Michael has taken over as the Senior Pastor, and the whole church has rallied behind the Bishop. Everyone is shocked by the actions of Dorothy. Rumors have started filtering in that she was actually planted in the church by Mwangoye, with the intention of having her get married to the Bishop. Once that succeeded, Mwangoye introduced the Bishop to the President, giving Dorothy access to the most powerful office in the country.
In other words, the Bishop’s sham second marriage was orchestrated by his supposed childhood friend.
The President is getting nervous. Neither of the Generals has a report to share. The communications team has a draft speech but it depends on a positive report from either of the Generals.
She is pacing up and down in her office. Calls for her impeachment are getting louder. Her aide de camp comes in with a pot of coffee.
“Madam President everything will be alright. Here, take the coffee,”
“Thank you, Colonel. Sit, take the coffee with me,”
She serves two cups of coffee. The President is popular around State House because of her simplicity. Serving her guests, including her employees and officers under her command, is one of the things that amazes the military people like Colonel Wadime.
As they sit to have the coffee, her phone rings.
“Madam President I have some news. My agents and the military intelligence have hacked into the network the three are using.

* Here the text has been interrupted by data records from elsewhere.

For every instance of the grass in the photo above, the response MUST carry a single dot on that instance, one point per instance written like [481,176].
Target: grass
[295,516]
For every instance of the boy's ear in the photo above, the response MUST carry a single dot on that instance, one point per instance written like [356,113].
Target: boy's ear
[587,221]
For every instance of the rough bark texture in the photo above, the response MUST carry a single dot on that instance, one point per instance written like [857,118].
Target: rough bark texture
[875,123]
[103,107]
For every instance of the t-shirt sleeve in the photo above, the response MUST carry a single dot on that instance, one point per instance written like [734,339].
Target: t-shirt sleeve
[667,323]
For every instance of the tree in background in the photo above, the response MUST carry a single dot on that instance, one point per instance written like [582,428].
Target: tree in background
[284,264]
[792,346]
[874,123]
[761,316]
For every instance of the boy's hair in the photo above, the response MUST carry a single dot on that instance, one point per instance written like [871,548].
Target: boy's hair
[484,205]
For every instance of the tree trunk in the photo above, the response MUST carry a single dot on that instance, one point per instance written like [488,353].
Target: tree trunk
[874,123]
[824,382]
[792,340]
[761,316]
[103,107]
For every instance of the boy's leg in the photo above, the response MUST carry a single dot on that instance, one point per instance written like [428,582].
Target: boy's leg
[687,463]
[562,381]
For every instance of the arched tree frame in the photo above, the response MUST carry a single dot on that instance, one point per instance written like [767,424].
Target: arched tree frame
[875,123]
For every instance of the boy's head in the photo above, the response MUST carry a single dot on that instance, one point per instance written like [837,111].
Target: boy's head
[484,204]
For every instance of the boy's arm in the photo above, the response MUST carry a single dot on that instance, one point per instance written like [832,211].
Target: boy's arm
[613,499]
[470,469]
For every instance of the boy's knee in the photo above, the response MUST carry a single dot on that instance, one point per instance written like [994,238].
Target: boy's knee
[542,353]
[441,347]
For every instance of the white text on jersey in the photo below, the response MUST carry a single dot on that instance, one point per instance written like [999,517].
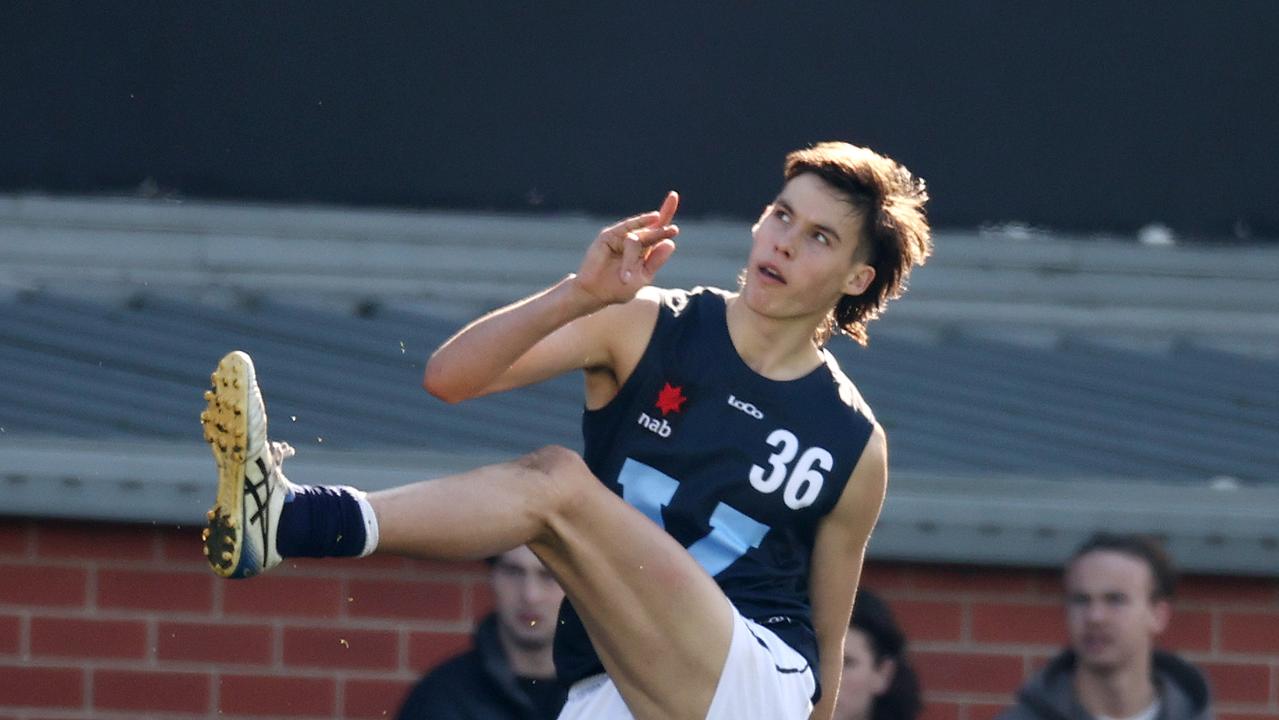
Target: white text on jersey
[654,425]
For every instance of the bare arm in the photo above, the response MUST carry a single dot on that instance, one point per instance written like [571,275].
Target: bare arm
[571,325]
[837,564]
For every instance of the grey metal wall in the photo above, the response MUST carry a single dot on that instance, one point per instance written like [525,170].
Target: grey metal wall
[1073,115]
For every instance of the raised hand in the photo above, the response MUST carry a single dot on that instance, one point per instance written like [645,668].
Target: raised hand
[627,255]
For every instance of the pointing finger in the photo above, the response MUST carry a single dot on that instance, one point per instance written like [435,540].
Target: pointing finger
[632,257]
[633,223]
[668,209]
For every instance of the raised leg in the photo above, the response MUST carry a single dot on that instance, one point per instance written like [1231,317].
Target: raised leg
[659,623]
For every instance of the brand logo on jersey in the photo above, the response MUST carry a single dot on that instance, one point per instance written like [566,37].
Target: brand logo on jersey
[659,427]
[746,408]
[670,398]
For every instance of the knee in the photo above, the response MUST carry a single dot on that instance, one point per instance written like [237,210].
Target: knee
[555,461]
[562,475]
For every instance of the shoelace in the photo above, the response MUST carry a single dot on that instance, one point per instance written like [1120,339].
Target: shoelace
[282,452]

They will be apprehended soon. But that is not all. Dorothy has just made a call,”
“The Deputy President,”
“What! No, Vincent cannot betray me,”
“He wants you removed Madam President. I have the transcript of the call. He wants to be President without an election,”
The Deputy President is having dinner with his family when a security officer steps in and whispers to his ear.

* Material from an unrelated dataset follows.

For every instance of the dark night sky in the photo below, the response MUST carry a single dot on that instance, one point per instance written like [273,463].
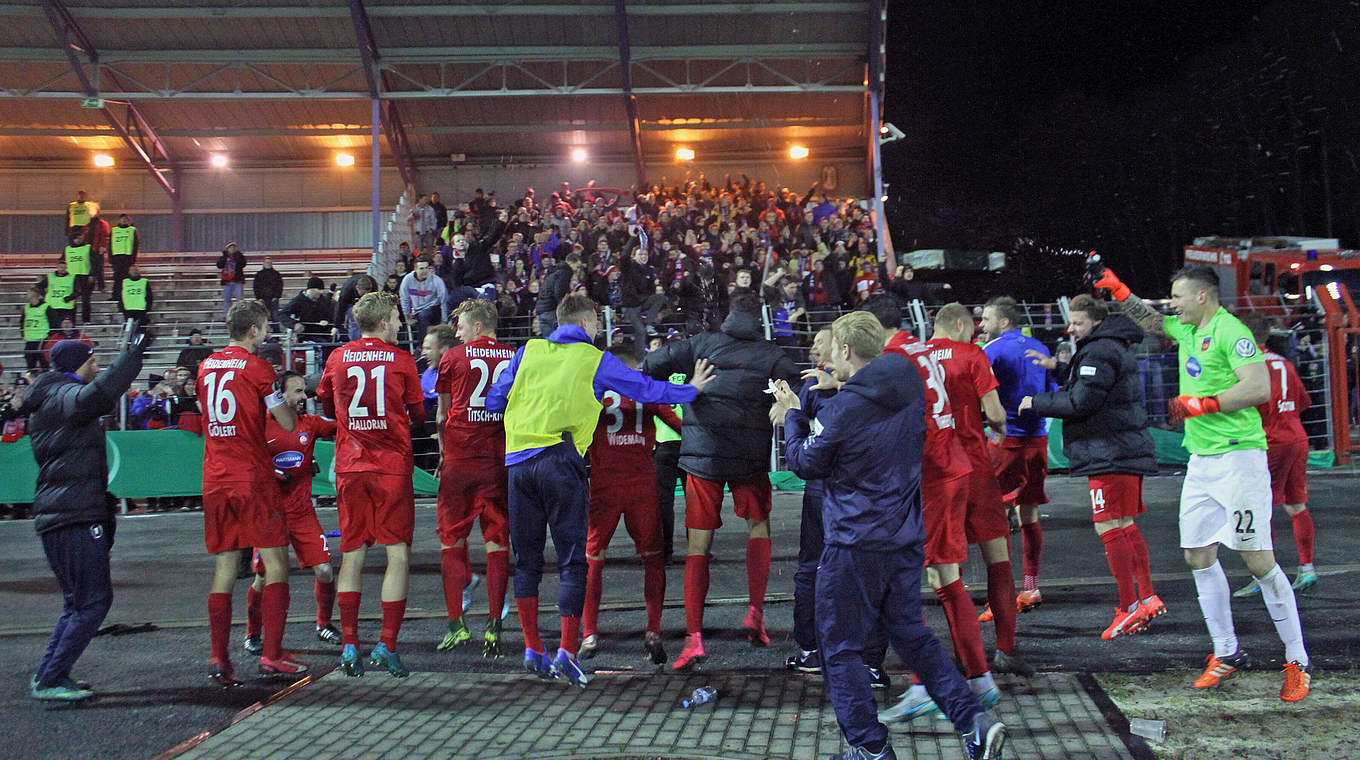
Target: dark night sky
[1124,127]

“Please excuse me,” he tells his wife and steps out.
“What emergency are you talking about?” the DP asks the guard when they are out of the room.
“I have no idea, Your Excellency. The President just told us that she needs your immediate presence at State House,”
Vincent thinks for a while. Why didn’t the President just call him? She must be panicking. The poor woman considers him her most trusted political ally. He needs to play his cards carefully. He hops into one of the vehicles and they leave for Statehouse.
The President stares at him without talking.
“Do you know what treason is, Vincent?”
“I think I do Madam President. Why do you ask?”
“Then you should know that aiding an enemy of the State with the aim of overthrowing an elected government is treason. You are facing prosecution, Vincent,”
“You are making a mistake Madam President. If you jail me, the nation will burn”
The President smiles. She picks a remote control device and switches on a television. The station that comes alive is running a headline about the Deputy President’s treason.
“No nation will burn, Vincent. If your fellow criminals try to brew trouble I will have all of them arrested and prosecuted. Colonel, have this criminal taken out of my sight and tell Jane I am ready to address the Nation.
In a small village in Kilifi, Rehema mourns her husband. It has been hard to take. First, the nude pictures of her husband and that woman Dorothy. Then the news of his death. She does not know what to make of the whole situation.
Peter was her life, and he is dead now.
Rehema is heartbroken. Why did her devout husband have to die in shame?